“You parents—if your children ask for a loaf of bread, do you give them a stone instead? 10 Or if they ask for a fish, do you give them a snake? Of course not! 11 So if you sinful people know how to give good gifts to your children, how much more will your heavenly Father give good gifts to those who ask him.
Matthew 7:9-11

As I read the Sermon on the Mount there are several main things I see Jesus trying to point out. One is the connection of a relationship.

I could go over to my neighbor’s house, whom I seldom see, and ask him fire up his grill and cook me a hamburger because I’m hungry. Yeah, I could do that, and I would love to see him look at me and tell me I’m crazy. However, if I went upstairs and asked my wife to make me a hamburger because I was hungry, she would put down her book and do it for me.

What’s the difference in the two questions? It’s the relationship I have with the two parties. I’m not that close with my neighbor, but with my wife, we have a very close relationship.

Andrew Murray comments that Jesus is telling us the prayer of a child owes its influence entirely to the relation in which he stands to the parent.

Earlier when Jesus begins His message to those gathered on this mountainside, He tells everyone:
“God blesses those who work for peace, for they will be called the children of God.” (Matthew 5:9)

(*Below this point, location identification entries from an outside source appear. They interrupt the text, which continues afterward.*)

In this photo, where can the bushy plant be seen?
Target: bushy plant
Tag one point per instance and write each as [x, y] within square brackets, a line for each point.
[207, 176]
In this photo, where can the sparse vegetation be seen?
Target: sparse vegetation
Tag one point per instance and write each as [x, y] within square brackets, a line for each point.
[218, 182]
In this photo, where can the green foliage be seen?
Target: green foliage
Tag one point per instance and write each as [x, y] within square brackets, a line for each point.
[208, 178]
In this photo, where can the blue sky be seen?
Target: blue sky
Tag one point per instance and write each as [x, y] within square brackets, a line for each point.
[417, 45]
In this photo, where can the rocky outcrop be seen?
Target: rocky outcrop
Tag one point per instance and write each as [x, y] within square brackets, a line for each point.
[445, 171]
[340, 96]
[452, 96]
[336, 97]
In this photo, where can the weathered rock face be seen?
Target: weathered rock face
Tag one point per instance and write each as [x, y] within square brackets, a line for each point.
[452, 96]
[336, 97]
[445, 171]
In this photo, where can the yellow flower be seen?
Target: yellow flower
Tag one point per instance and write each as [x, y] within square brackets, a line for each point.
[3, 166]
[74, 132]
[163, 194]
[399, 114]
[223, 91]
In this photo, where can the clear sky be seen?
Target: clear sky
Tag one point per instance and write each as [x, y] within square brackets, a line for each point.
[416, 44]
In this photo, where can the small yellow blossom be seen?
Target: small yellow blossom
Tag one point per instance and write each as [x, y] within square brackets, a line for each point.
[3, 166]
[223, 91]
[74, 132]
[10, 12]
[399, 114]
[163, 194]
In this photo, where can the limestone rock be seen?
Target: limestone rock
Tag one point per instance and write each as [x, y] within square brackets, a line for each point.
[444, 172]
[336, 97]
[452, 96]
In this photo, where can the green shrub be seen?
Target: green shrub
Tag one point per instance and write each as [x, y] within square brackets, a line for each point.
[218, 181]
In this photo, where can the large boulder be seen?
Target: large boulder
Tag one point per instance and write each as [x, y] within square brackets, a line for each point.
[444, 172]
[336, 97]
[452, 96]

I’ve mentioned it before, but it’s worth noting again that in the Old Testament God was the God of our Fathers, but in the New Testament, Jesus reveals God as a Father. He begins this imagery here in this beatitude. If I am a child of God, then that makes Him my Father.

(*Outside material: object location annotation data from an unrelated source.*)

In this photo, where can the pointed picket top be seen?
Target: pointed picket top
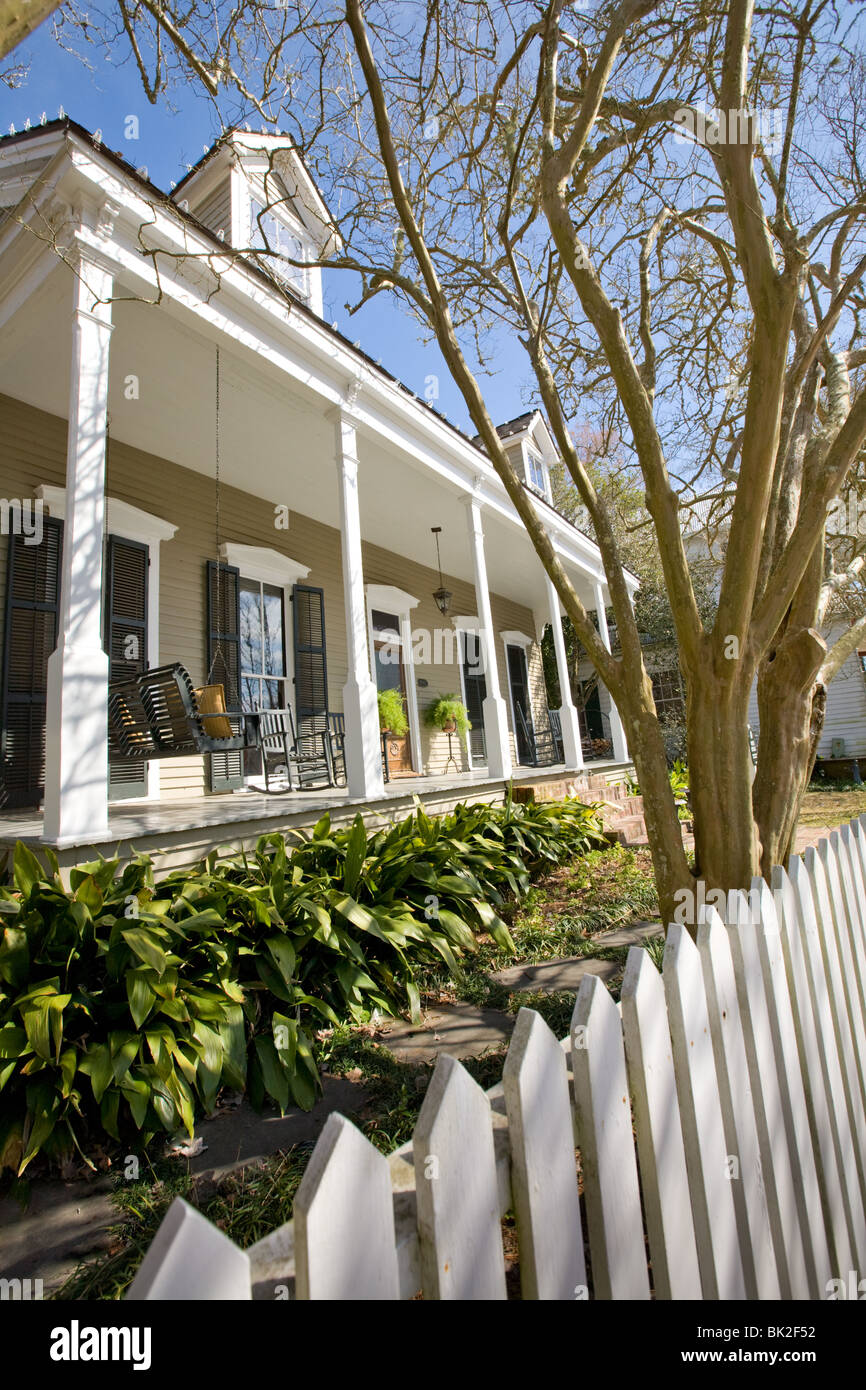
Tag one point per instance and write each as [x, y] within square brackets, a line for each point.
[822, 1079]
[345, 1244]
[768, 1089]
[850, 837]
[606, 1146]
[793, 1090]
[858, 829]
[656, 1119]
[189, 1258]
[761, 1235]
[706, 1155]
[811, 886]
[458, 1191]
[544, 1171]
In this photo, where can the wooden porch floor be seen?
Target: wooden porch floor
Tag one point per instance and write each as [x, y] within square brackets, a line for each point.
[181, 831]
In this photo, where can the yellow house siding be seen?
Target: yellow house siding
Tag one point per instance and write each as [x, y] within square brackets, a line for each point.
[32, 452]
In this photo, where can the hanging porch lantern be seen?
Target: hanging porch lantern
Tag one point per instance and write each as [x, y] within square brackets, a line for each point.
[441, 595]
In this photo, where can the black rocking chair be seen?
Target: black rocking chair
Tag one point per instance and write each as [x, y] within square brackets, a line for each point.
[305, 762]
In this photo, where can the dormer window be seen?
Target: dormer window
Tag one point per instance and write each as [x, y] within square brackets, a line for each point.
[537, 473]
[277, 238]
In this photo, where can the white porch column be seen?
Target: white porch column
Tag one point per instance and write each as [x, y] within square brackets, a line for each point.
[363, 738]
[77, 697]
[617, 733]
[495, 715]
[573, 752]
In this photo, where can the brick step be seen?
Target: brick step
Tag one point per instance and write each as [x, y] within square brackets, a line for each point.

Because of the death and resurrection of Jesus Christ, we are put in a right relationship with God the Father, and the favor that God the Father shows Jesus, His Son, He now sends our way. This allows us to ask the Father for the things we need.

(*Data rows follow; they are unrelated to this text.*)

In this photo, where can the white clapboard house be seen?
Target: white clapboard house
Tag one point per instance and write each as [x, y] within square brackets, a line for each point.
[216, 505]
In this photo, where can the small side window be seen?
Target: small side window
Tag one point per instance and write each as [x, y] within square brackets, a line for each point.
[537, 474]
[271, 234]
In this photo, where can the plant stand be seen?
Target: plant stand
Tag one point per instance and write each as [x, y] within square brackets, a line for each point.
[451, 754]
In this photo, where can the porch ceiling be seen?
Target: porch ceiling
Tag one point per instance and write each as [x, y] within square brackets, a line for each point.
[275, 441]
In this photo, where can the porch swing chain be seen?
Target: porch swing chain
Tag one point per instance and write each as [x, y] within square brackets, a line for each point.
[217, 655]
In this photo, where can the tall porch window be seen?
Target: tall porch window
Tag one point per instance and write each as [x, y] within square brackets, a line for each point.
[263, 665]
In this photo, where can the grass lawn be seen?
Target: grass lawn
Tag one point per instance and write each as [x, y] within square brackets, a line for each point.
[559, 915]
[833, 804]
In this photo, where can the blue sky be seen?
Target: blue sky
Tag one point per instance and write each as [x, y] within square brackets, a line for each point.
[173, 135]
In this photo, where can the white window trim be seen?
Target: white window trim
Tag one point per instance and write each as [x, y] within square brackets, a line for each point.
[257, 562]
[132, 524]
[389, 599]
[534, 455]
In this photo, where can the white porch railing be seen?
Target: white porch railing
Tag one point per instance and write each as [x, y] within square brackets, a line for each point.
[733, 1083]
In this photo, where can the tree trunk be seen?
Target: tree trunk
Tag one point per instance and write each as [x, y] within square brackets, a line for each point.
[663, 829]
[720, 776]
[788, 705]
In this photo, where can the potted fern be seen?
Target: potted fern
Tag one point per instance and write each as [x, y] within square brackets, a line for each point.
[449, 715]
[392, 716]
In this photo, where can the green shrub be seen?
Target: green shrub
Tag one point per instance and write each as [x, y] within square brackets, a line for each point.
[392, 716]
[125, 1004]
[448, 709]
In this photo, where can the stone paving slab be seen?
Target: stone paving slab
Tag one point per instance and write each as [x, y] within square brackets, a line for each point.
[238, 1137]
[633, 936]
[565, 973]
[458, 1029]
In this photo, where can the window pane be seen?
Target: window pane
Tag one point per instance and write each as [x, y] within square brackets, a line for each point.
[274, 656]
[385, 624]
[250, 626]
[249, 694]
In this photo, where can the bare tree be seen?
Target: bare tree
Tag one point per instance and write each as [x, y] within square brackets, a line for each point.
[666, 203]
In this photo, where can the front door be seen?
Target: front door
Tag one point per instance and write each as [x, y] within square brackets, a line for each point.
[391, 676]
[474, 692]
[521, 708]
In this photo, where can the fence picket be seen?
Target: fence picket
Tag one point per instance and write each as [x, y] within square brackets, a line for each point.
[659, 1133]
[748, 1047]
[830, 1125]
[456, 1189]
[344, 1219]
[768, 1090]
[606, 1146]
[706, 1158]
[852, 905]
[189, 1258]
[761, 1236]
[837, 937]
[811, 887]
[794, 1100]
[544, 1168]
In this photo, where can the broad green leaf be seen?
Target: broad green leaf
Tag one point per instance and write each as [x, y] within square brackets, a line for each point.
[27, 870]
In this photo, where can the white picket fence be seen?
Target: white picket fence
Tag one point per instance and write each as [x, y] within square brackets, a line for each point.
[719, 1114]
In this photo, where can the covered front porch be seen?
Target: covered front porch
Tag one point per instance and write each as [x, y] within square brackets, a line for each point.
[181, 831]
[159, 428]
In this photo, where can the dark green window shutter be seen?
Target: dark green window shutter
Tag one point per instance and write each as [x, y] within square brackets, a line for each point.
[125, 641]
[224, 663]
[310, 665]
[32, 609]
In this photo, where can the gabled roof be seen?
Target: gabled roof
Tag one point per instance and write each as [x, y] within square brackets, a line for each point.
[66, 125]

I can only think of the popular tv commercial: I don’t want to grow up, I’m a …. kid. You know. I don’t want to grow up and lose the simple faith of a child who is in awe of everything his parent does.

Could it be that the effectiveness of our prayers is found in the relationship that we have with our Heavenly Father?

How is your relationship with God the Father? Is there something separating you and God?